A única regulação existente a nível de Espanha é o Real Decreto 1002/2002, de 27 de setembro, no qual se regula a venda e utilização de bronzeadores através radiações ultravioletas. Este marco legislativo obriga os centros de estética a colocar um grande cartaz que indique que os óculos são obrigatórios e que "as radiações ultravioletas podem provocar cancro da pele e danificar gravemente os olhos". Isto é: "você está prestes a receber emissões prejudiciais, siga em frente". Além disso, no rótulo deve ficar claro que certos medicamentos e cosméticos "podem provocar reações indesejáveis" e que o seu uso está proibido para menores de idade e desaconselhado em grávidas.

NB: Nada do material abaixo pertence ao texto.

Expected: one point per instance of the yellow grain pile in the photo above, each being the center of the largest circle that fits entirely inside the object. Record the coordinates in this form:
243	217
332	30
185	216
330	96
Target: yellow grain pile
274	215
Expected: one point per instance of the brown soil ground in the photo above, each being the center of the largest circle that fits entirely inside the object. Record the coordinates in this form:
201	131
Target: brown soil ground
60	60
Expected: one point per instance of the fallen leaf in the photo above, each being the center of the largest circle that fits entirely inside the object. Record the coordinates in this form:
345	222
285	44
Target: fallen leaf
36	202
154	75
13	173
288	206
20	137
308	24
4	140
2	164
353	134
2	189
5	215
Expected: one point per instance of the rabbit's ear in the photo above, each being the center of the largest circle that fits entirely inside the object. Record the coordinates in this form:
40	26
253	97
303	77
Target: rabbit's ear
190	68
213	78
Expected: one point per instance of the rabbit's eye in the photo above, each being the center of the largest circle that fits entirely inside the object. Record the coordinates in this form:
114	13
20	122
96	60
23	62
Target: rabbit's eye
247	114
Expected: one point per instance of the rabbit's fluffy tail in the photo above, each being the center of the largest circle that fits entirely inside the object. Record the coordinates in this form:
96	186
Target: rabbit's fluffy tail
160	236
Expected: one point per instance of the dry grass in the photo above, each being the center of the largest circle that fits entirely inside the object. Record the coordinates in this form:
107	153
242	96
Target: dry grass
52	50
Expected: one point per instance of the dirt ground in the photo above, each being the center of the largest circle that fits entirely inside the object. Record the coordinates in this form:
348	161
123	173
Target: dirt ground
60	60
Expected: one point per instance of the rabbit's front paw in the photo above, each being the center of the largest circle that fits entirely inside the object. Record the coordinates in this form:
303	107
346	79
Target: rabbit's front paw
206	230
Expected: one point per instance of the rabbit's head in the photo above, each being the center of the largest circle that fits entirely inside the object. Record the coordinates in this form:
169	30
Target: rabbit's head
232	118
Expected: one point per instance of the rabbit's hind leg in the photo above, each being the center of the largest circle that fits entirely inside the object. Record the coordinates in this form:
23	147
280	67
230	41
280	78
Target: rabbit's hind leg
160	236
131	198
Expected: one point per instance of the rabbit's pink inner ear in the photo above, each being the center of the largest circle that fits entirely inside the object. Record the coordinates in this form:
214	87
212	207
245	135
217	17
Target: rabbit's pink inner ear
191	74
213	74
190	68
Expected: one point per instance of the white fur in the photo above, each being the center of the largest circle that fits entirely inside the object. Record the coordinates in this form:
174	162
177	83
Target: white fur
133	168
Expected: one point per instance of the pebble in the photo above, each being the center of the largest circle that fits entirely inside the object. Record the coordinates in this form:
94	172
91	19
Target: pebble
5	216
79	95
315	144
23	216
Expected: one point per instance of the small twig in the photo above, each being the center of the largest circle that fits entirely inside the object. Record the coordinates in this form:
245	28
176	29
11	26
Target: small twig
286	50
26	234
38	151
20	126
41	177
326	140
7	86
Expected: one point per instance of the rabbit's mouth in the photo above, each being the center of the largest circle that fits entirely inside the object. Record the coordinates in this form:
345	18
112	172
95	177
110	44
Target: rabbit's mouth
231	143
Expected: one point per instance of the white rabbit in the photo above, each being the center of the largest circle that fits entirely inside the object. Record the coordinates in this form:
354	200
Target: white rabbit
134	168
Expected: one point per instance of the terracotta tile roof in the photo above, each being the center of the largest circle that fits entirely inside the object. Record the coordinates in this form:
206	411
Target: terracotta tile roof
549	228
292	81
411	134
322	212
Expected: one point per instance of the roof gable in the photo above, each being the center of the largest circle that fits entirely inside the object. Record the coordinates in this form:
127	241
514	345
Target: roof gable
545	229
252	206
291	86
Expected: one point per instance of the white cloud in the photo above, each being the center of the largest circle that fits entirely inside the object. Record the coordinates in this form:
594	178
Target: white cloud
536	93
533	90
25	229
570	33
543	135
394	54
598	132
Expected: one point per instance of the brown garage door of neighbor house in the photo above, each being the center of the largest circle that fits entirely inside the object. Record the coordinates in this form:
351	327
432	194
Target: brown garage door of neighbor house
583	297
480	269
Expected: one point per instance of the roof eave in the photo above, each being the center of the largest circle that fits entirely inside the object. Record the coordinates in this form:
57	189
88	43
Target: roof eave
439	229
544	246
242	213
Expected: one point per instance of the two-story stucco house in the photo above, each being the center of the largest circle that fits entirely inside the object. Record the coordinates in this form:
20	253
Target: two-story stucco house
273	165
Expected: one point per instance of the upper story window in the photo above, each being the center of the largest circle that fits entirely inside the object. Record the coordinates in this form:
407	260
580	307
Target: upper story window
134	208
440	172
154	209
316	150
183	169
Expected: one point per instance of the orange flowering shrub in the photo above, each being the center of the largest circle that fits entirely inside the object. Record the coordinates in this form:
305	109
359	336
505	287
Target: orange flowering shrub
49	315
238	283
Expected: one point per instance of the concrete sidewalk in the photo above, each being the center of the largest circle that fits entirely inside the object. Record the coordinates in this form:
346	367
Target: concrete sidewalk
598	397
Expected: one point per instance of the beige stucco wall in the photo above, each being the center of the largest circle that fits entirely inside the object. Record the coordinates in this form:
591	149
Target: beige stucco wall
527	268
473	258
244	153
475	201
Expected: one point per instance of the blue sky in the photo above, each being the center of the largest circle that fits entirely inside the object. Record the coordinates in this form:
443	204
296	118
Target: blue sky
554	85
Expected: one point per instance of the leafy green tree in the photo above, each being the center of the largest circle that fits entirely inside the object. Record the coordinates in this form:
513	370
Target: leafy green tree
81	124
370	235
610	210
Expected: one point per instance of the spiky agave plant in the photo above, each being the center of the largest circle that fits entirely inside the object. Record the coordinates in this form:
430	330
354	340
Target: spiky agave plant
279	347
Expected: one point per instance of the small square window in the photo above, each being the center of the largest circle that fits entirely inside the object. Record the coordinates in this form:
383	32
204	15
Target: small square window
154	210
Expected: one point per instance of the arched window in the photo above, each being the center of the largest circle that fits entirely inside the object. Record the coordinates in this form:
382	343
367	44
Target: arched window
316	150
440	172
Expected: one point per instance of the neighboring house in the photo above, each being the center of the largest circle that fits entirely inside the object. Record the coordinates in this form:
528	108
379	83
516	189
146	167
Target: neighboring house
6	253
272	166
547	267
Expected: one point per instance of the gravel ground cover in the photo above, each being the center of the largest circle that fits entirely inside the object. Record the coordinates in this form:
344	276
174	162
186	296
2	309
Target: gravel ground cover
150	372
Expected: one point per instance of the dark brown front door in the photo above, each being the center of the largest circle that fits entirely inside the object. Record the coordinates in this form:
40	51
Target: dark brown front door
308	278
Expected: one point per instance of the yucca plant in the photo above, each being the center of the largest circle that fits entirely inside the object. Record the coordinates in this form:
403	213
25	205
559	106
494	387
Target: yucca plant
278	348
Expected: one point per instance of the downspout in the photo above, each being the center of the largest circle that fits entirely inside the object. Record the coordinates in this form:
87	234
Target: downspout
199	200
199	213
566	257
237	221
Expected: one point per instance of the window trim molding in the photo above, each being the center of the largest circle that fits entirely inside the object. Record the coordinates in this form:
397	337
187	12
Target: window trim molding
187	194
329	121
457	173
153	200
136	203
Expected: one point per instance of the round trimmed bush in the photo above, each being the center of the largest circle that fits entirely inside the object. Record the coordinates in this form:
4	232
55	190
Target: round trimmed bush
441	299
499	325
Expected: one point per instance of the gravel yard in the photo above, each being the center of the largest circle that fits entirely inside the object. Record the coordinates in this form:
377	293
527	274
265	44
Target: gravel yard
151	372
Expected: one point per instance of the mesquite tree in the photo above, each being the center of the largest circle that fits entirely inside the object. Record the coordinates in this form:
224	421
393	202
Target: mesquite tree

Responsabilidade individual
Além disso, a norma incentiva os estabelecimentos a oferecer várias recomendações aos seus clientes. Por exemplo, utilizar sempre óculos de proteção adequados, controlar os cosméticos ou aguardar 48 horas entre as duas primeiras sessões. Igualmente, sugere que o ideal é não se expor às radiações ultravioleta durante os períodos de tratamento com medicamentos e também não receber raios do sol e do aparelho no mesmo dia.
Por muito bem-intencionadas que sejam, estas recomendações são só isso. Não há forma de comprovar que o cliente as siga.
"A quantidade idónea de raios é 0"
Em todo o caso, os solários utilizam diferentes afirmações para captar clientes. Da Clínica San Lorenzo de Madrdi explicam que têm notado um aumento de utilizadores que vão ao seu estabelecimento aplicar raios porque têm déficit de vitamina D. O doutor Nagore reconhece que cerca de 20 ou 30% da população tem déficit desta vitamina, mas afirma que é um erro tratar de remediá-lo nessas cabines. Tal e como afirma, o estilo de vida que levamos é muito de interior, mas a melhor solução é a natureza: sol. A sobreexposição é sempre negativa. Segundo o médico, a quantidade idónea de raios em cabine para uma pessoa é 0.
Outro das afirmações que utilizam estas clínicas é o de assegurar que é saudável preparar a pele antes de ir à praia com uma sessão de raios. Mas Nagore responde que isto não tem fundamento científico. "O que é saudável é o natural. Tomar o sol pouco a pouco, para que a melanina responda progressivamente", explica.
Descontrole e excessos
Como em todos os setores, há diferentes graus de profissionalismo. Do centro de estética Top Sun & Beauty apontam que o sol é bom, mas há que o tomar com medida. O seu responsável considera que para além dos raios UVA, as pessoas abusam do sol. "Cada queimadura solar produz de tudo", admite. Um sol que, assinala, pode ser nocivo tanto por excesso como por carência.
Além disso, argumenta que há solários onde os controles e a revisão dos filtros sim são exhaustivos e o tempo está muito estipulado, o que garante a segurança. Segundo explica a empresária, o nível de controle é diferente segundo as comunidades. "Há clientes que se surpreendem quando lhes digo que têm de por os óculos ", relata. Agora, o centro não pode fazer nada para além de dar recomendações às pessoas "viciadas".
Invisibilização de um problema
Surpreende que, apesar ao consenso científico em torno dos efeitos negativos que podem produzir as cabines de bronzeamento, as autoridades não lhes prestem mais atenção. Segundo o médico Nagore, o Estado deveria considerar a implementação de uma regulação consistente. O galeno sublinha que o mais importante é a conscientização. "A grande maioria das pessoas que fuma sabe que fumar é mau. Estaria bem alertar de que isto também o é", insiste.
Por outro lado, pode-se examinar o tema de uma perspectiva social. Que a nossa é uma sociedade obcecada com o físico já o sabíamos, mas não deixa de ser curioso que, há séculos, o canône da beleza passasse por ter a pele branca. Neste sentido, Nagore afirma que seria útil deixar de idealizar o moreno. Parece que para o conseguir faria falta algo mais que um cartaz e umas quantas recomendações. O doutor avisa, além disso, que as consequências de tomar raios assiduamente em cabines são muito palpáveis no longo prazo: "As pessoas acabam com 45 anos e a pele envelhecida". É, conclui, "pão para hoje e fome para manhã".